Technical architecture
PDF upload → text + structure extraction (OCR fallback)
→ requirement mining (shall / must / required + context windows)
→ org context injection (RAG library + policy snippets)
→ Claude API (structured prompts, schema-validated JSON where applicable)
→ proposal draft assembly + confidence scoring per block
→ dashboard + RBAC (Viewer / Editor / Admin)Key features · 8 use cases
Use case 01
Upload BAA / RFP
Ingest PDFs, recover text from scans, version artifacts.
Use case 02
Inject org context
Attach corporate assets and past performance into RAG slots.
Use case 03
Review & validate
Human-in-the-loop edits on mined requirements and drafts.
Use case 04
Execution plan
Post-award milestone scaffolding tied to program phases.
Use case 05
Multi-org collaboration
Shared workspaces with permission-aware visibility.
Use case 06
Capital management
Admin workflows for allocation views and thresholds.
Use case 07
Timeline view
Cross-program schedule overlays and status lanes.
Use case 08
Confidence analytics
Aggregate scoring; spotlight blocks under review threshold.
Design process
We started from a role matrix—who can upload, who can spend, who can only read—and designed the dashboard and editor flows so permissions failed closed. Low-fidelity wireframes focused on the capture → generate → validate loop before visual polish.
Role / permissions matrix
| Capability | Viewer | Editor | Admin |
|---|---|---|---|
| View proposals & dashboards | View | View | View |
| Upload BAAs / RFPs | — | Edit | Edit |
| Run AI generation | — | Edit | Edit |
| Edit org RAG library | — | Edit | Edit |
| Capital allocation & user admin | — | — | Admin |
Product demo
Screen recording in the same Mac-style browser chrome used on the homepage feed.
Team
Six-person capstone team
- Sammi Li — PM / UI
- Athena Bui — Frontend / research
- Abdul Bdaiwi — UI/UX
- Brady Ransom — Frontend / ML
- Matthew Monahan — Backend
- Madison Min — Frontend / design
Challenges & learnings
- Jira noise: tickets often lacked the systems context needed to sequence PDF/OCR edge cases; we compensated with shared decision logs tied to each sprint demo.

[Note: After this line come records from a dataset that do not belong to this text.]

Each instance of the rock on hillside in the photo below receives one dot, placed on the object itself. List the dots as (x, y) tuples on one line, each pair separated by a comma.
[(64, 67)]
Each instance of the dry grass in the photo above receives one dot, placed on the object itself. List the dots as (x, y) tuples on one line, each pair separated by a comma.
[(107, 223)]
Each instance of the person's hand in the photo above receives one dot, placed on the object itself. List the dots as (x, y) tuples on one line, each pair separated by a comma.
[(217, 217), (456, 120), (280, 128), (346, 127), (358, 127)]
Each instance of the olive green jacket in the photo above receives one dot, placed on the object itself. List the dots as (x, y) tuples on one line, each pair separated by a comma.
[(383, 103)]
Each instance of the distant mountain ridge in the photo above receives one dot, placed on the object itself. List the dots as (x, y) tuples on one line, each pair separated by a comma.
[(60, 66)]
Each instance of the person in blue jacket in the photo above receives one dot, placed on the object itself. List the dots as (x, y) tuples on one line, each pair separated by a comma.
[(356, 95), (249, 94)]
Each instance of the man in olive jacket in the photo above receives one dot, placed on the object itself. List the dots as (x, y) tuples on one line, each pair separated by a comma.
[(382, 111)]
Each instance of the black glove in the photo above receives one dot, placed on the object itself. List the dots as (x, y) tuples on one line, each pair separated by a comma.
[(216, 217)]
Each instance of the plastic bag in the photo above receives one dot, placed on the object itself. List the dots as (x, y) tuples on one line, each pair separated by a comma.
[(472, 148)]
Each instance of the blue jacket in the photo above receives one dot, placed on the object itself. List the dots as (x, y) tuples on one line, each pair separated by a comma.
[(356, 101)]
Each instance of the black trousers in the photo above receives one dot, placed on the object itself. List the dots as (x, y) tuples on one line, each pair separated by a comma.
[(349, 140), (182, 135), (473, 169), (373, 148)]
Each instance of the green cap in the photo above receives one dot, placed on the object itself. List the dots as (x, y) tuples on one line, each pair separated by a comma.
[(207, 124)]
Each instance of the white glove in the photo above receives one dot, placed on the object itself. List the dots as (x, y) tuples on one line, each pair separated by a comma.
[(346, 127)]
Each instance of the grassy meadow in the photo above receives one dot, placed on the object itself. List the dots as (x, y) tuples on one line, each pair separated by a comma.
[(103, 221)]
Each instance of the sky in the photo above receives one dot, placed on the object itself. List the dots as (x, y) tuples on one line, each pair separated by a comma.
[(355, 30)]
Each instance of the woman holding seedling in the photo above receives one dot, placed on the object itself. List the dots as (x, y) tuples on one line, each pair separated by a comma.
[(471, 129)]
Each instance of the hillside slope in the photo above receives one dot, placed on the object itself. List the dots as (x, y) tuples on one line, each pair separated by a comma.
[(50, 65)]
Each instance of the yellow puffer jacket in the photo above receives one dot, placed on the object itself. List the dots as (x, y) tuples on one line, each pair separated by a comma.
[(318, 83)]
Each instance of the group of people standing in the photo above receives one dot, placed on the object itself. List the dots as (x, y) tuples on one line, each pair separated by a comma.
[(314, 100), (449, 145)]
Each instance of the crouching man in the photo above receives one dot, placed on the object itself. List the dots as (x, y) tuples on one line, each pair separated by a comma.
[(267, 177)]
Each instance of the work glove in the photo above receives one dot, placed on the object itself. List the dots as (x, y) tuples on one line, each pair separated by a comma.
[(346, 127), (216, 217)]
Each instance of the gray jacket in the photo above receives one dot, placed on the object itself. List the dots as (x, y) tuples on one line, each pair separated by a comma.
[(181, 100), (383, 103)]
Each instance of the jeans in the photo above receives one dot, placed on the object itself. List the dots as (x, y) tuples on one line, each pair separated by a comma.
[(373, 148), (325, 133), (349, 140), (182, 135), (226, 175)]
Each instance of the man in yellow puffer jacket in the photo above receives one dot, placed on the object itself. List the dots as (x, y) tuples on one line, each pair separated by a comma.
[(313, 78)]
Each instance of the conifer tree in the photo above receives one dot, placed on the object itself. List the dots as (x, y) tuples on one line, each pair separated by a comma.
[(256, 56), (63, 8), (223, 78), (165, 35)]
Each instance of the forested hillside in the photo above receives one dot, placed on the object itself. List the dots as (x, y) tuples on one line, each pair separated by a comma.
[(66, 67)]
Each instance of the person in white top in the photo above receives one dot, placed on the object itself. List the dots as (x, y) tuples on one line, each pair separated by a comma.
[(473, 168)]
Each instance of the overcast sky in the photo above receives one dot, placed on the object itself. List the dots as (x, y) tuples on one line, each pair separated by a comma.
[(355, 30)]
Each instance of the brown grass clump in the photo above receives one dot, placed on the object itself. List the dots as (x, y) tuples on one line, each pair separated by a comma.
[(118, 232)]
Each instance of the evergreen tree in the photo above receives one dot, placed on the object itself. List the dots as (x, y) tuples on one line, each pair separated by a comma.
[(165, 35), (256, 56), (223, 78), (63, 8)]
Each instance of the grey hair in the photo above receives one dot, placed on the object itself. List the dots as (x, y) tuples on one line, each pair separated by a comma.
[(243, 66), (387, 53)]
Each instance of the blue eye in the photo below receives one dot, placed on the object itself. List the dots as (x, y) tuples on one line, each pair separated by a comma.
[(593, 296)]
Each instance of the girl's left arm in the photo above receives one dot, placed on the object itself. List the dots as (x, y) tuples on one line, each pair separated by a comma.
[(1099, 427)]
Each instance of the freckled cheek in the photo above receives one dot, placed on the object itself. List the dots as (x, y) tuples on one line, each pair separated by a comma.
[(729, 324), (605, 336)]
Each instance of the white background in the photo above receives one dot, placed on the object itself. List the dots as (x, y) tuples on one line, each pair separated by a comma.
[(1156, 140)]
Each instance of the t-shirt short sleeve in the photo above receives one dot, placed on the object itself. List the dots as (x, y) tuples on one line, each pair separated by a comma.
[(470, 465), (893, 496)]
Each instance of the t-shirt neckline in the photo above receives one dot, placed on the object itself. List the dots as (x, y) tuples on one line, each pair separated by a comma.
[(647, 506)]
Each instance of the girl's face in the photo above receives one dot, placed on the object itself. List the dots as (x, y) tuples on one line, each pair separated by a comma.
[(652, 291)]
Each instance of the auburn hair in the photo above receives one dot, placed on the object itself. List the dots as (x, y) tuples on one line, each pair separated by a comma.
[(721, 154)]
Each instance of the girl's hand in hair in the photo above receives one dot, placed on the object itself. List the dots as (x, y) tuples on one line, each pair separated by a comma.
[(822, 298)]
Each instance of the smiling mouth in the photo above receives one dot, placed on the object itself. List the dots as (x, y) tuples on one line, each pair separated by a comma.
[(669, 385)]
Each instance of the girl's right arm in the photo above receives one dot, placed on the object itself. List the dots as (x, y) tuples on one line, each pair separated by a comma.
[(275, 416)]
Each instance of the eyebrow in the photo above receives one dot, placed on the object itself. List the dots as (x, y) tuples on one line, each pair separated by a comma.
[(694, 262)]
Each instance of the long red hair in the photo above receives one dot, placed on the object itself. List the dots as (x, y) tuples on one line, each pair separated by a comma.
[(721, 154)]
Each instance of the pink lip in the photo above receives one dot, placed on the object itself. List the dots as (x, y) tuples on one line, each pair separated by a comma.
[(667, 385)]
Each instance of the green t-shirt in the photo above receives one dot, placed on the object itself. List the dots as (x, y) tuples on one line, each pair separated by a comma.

- Stakeholder shifts: mid-project additions to post-award views forced us to freeze an MVP slice for Leidos review while stubbing capital dashboards.
- No live BAA corpus: we combined synthetic solicitations with a curated RAG library and a fine-tuned Anthropic workflow key, explicitly labeling confidence so reviewers knew where hallucination risk clustered.
- Escalation gaps: clearer “blocker SLAs” between our team and Leidos PMs would have shaved integration risk earlier.
Outcomes / impact
- →Functional dashboard prototype with KPIs (totals, awarded, in-review, active, at-risk, avg. confidence 73%)
- →End-to-end AI pipeline from upload to scored draft blocks
- →Role-based access control aligned to Viewer / Editor / Admin personas
- →Presentation-ready demo to Leidos stakeholders
Next steps
- Promote PM-facing UI from static mockups into a clickable staging prototype aligned with engineering components.
- Expand the RAG library with cleared exemplars as they become available under partner guidance.
- Plan for full C3PAO CMMC compliance integration alongside enterprise identity and audit trails.